What I'm Reading: October 2012
October 29, 2012 at 3:05 PM
Here are the books I’ve read and especially admired in recent months, March 2012–September 2012.
- The Tiger’s Wife by Tea Obreht, fiction
- The Comprehension Experience: Engaging Readers Through Effective Inquiry and Discussion by Dorsey Hammond and Denise Nessel, professional
- Opening Minds: Using Language to Change Lives by Peter Johnston, professional
- Swamplandia! By Karren Russell, fiction
- Pathways to the Common Core by Lucy Calkins, Mary Ehrenworth, and Christoper Lehman, professional
- Text Complexity: Raising Rigor in Reading by Doug Fisher, Nancy Frey, and Diane Lapp, professional
- Pride and Prejudice by Jane Austen, fiction
- Joy for Beginners by Erica Bauermeister, fiction
- Wild: From Lost to Found on the Pacific Crest Trail by Cheryl Strayed, memoir
- The Buddha in the Attic by Jule Otsuka, fiction
- Death in the Andes by Mario Vargas Llosa, fiction
- The Marriage Plot by Jeffrey Eugenides, fiction
- Days of Destruction, Days of Revolt by Chris Hedges and Joe Sacco, nonfiction
- True Believers by Kurt Anderson, fiction
- Leading the Common Core State Standards: From Common Sense to Common Practice by Cheryl A. Dunkle, professional
- Just Write. Here’s How by Walter Dean Myers, professional/nonfiction
- How Children Succeed: Grit, Curiosity, and the Hidden Power of Character by Paul Tough, nonfiction
- A Homemade Life: Stories and Recipes from My Kitchen Table by Molly Wizenberg, food memoir
Uncharacteristically, compared to previous postings, I do not have one standout-favorite on this list, but two titles especially impacted me in very different ways. I love excellent, well-crafted fiction and Jeffrey Eugenides’ The Marriage Plot did not disappoint. It’s a departure in style from his Pulitzer prize winning Middlesex but is equally well written. The Marriage Plot is a realistic, coming of age story set in the 1980s and focused on the intersection and interaction of three very different college students seeking to enter the broader world of life, love, and the intellect. The well-developed characters and their stories skillfully come together and leave the reader much to ponder. Like many excellent books, I thought about this one for a long time after I completed it.

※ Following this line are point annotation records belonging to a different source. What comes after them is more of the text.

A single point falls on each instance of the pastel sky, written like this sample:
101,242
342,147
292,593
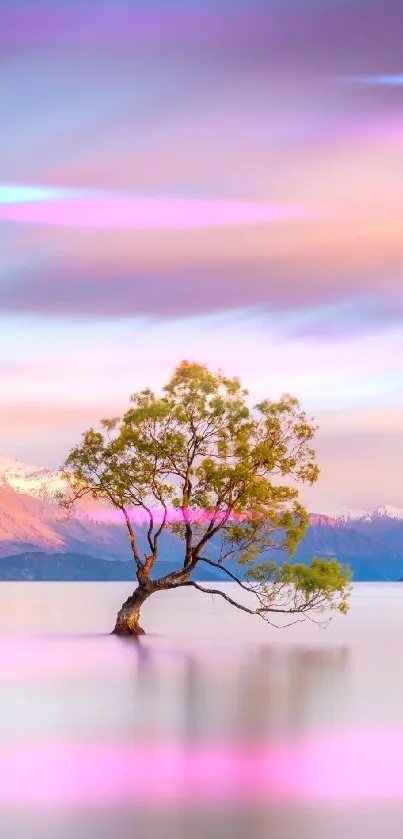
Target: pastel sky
217,180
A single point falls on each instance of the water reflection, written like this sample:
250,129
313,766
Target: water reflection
172,738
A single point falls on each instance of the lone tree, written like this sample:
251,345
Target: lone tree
198,463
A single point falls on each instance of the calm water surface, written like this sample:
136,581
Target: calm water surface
214,725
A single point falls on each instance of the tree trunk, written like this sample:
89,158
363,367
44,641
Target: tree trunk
127,621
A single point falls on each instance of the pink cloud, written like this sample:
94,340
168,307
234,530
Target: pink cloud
146,213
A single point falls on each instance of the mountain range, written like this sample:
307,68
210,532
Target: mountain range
38,542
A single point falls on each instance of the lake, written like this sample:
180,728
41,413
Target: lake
213,725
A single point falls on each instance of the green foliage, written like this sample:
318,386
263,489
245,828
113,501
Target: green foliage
228,471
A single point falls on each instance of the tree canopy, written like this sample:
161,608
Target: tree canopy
198,462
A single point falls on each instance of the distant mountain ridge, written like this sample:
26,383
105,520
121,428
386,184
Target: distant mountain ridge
70,567
31,522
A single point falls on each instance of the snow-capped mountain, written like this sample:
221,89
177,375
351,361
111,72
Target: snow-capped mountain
371,542
342,514
27,479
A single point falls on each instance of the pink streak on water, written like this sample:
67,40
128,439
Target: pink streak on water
350,766
145,213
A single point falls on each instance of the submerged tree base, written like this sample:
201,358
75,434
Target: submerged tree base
127,621
125,629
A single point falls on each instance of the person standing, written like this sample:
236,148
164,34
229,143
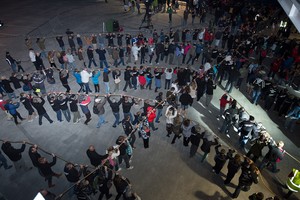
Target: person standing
210,86
208,140
73,101
185,17
293,183
101,52
46,169
99,105
85,78
11,107
3,162
121,184
90,54
38,104
233,167
34,155
248,176
121,141
144,132
127,76
274,156
169,76
195,140
126,105
77,76
11,62
170,12
115,107
54,103
106,72
159,105
245,130
116,77
103,182
63,76
5,83
84,101
170,114
63,105
15,155
95,158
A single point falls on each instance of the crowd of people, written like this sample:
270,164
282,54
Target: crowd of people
230,49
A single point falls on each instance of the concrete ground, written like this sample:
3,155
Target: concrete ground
163,171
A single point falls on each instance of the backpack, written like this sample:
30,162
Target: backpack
95,110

How Children Succeed by Paul Tough confirms what many of us educators and parents have long known, that intelligence alone and even first-rate teaching are insufficient for success in school and in life. The author documents how childhood trauma, poverty, and extreme stress can have a lifelong, adverse effect on self-control, motivation, ability to succeed, and future health and happiness. Tough persuasively argues that the hope in beating the odds for many children relies on schools and families who foster and teach character development—such traits as resilience, self-control, optimism, curiosity, grit, ability to deal well with failure, and an ability to delay immediate gratification for long-term goals. He cites many actions we adults can take to make it more likely that our children succeed.
Commentary: The Pleasure of Reading Several Books at the Same Time
Years ago, I recall telling students they needed to finish one book before they could begin another. Yet that’s not what I do as a reader. In the past month, I’ve had three books going simultaneously and I’ve read each one for different purposes, at different parts of the day, and in different places.
By my bedside for light reading before going to sleep, I’ve been reading A Homemade Life by Molly Wizenberg who lives in my hometown Seattle. It’s a delightful food memoir that’s charmingly written and filled with captivating stories about family and food and dozens of mouth-watering recipes, some of which I’m about to try.
During the days and early evenings, as time has permitted, I’ve alternated between two books: How Children Succeed by Paul Tough and Just Write! Here’s How by Walter Dean Myers. How Children Succeed takes full concentration as it’s packed with research and facts although it too is easy to read because the text is so engaging and the true stories about the importance of grit, character, and perseverance are so interesting. I’ve been reading that book in a comfortable chair in my home office and underlining significant statements and research and writing notes to myself in the margins.
When I’ve had just a small amount of time and am not in a deep concentration mode, I have picked up Just Write! which I highly recommend for middle school teachers and students. Walter Dean Myers’ confession that he can’t begin writing a new book before he has a well-developed plan helped me focus my own writing on an upcoming book.
All of this is to say, we need to allow the same freedom of multiple choices we give ourselves to our students. I finished all three texts in a few weeks in large part because I chose the text that best suited me for my available time, mood, purpose, and attentiveness as a reader.